Small companies have a good deal, too, despite their carefully orchestrated complaints. Setting up in Sweden is uncomplicated and unbureaucratic, with legal mechanisms in place to ensure that entrepreneurs can retain profits for long periods (so-called “expansion funds”) within their companies. Company taxation is low or non-existent, depending on the professionalism of accountants.
Having said this, Swedes are a cautious folk who generally don’t like starting from scratch. Company startups are historically low, though rising rapidly.
But back to the main question: with all these incentives favoring the Social Democrats – plus the rocketing economy – how has Reinfeldt managed to wean ungrateful Swedes to his Alliance?
One explanation is offered by Jan Eliasson, the Foreign Minister. Noting that the Social Democrats have mainly run the show since 1932 – with few exceptions – he suggests that there is simply “a desire for change.”
Perhaps. Reinfeldt, at 41, comes across as cool and highly articulate while the 57-year-old Persson, despite oratorical gifts, almost lost his grip during the campaign by letting a key issue like unemployment slip through his fingers. Meantime, the nation’s overwhelmingly right-wing media shrilly focuses on Persson’s real or alleged shortcomings. A formidable politician, he is frequently denounced as “presidential” - meant to be a criticism.
The government’s relative slowness in responding to the tsunami in which 543 Swedes died has not been forgotten either. The fact that most governments responded slowly is not mentioned.
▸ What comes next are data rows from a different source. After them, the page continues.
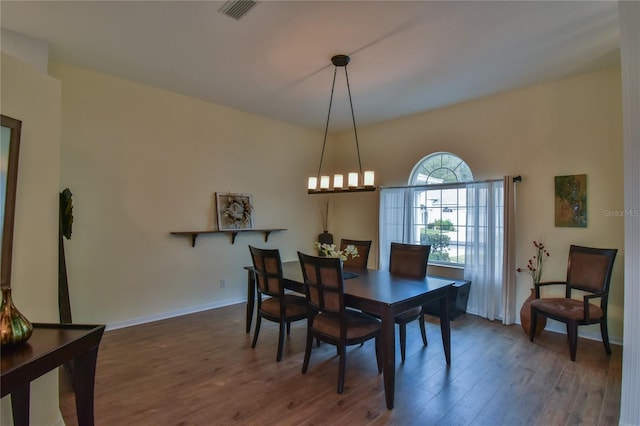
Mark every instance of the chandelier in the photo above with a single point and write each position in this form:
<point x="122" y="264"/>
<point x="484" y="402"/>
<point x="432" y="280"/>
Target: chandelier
<point x="356" y="181"/>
A short string of small scandals – trifling by European standards – provides further grist for the media maulers.
But the key issue is undoubtedly unemployment, which Reinfeldt cleverly put at the top of his agenda. – thus grabbing a domain long occupied by the working class Social Democrats. In the waning days of the campaign, the prime minister has finally positioned unemployment at the top of his agenda. It may be too late.
Like people everywhere, Swedes fear unemployment. In view of increased mechanization and globalization, virtually no private sector job is permanently secure. Reinfeldt’s proposed reduction in unemployment insurance may be a strategic error that could cost him the election.
Or perhaps not.
Seldom mentioned by Reinfeldt or Persson are the implications of EU membership for Sweden as a relatively small national state. Another hugely neglected issue is globalization – the real name of the game in a trading nation like Sweden. But in an article written last year for the OECD Observer, Persson acknowledged the power of globalizing forces. "We must learn to live with increased competition and the rapid changes it involves.
"But competitive pressure can also give rise to periods of unemployment and insecurity that affect people's everyday lives," wrote the prime minister. "We must ensure that globalisation is not perceived as a threat. We must facilitate change by providing bridges from the old to the new. People must feel secure in order to seek the full benefits of change."
He said "this is about education and life-long learning. It is about broad social security and active labour market policies. It is about equal opportunities for men and women on the labour market…"
For this reason, he said, "I strongly believe in the close link between successful competitiveness and a strong welfare state."
That link goes to the voters on Sunday.